寧馥愣了一下,又聽他頓了頓,接著說:「所以和你想得正相反,我覺得這很光榮。」
「人來了嗎?」
楊開遠昨晚睡得晚,早上起不來,把宋持風交代的事情做完便又回去睡了個回籠覺,但這回籠覺睡得不怎麼安穩,睡睡醒醒的,總覺得不得勁,便索性起床過來一趟。
「來了,已經換好衣服進去了。」負責接待的侍者有些意外老闆會過來,「您不是都交代好了嗎,怎麼還特地來一趟?」
「怎麼了?我來看一眼也不行了。
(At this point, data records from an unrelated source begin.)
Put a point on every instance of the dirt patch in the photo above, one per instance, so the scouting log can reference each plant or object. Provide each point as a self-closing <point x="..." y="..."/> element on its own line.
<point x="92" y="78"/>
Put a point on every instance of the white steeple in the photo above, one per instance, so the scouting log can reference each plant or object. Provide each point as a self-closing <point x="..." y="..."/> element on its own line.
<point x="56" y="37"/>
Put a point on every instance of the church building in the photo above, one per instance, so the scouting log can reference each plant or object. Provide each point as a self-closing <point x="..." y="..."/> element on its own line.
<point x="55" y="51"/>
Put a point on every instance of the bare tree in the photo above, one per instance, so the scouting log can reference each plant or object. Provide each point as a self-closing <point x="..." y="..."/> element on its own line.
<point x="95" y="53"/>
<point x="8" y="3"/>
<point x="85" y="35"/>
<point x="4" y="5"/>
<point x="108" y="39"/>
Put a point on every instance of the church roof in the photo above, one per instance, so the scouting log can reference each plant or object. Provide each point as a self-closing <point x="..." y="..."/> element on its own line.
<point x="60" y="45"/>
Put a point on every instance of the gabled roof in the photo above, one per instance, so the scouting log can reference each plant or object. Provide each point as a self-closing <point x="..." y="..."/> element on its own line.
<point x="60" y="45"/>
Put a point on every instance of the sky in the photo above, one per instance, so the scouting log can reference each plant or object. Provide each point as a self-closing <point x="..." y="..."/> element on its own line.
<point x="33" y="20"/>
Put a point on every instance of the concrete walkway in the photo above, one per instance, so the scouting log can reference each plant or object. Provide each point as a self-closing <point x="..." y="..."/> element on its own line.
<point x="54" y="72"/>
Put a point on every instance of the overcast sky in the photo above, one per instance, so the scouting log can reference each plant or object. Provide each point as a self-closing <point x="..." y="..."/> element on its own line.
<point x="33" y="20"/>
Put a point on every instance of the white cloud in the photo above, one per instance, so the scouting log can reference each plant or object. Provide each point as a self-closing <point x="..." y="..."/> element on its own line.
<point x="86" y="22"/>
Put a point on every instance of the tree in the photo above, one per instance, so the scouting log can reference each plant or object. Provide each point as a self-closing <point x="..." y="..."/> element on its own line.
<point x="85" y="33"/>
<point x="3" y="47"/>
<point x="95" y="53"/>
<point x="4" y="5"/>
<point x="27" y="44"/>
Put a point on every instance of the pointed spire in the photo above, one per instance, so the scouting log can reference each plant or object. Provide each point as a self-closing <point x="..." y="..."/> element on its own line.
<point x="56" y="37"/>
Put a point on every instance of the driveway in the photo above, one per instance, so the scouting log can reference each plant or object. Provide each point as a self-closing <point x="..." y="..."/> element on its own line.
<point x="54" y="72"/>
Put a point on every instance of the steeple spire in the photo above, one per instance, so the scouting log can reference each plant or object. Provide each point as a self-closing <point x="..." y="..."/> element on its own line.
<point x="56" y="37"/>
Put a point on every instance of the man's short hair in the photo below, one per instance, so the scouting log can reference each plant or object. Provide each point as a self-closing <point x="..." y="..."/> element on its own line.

」心裡裝著事兒,楊開遠不耐煩道。
「不是不是,您看,您隨便看!」
楊開遠摸著後腦勺往裡走,越想越不對勁。
人家小姑娘這麼怕水,湖景房都住不了,風哥還一直把人往水裡摁。
他幹嗎啊,以毒攻毒啊?心理治療是吧?他要只想逗人玩玩倒也算了,要真把人嚇壞了,到時候被嚇出個好歹來,這不誰臉上都不好看嘛。
楊開遠看昨天風哥對這冷玫瑰還挺上心,但畢竟風哥可能還是不那麼懂女人,他一個做弟弟的,可不得替風哥操著點兒心嘛!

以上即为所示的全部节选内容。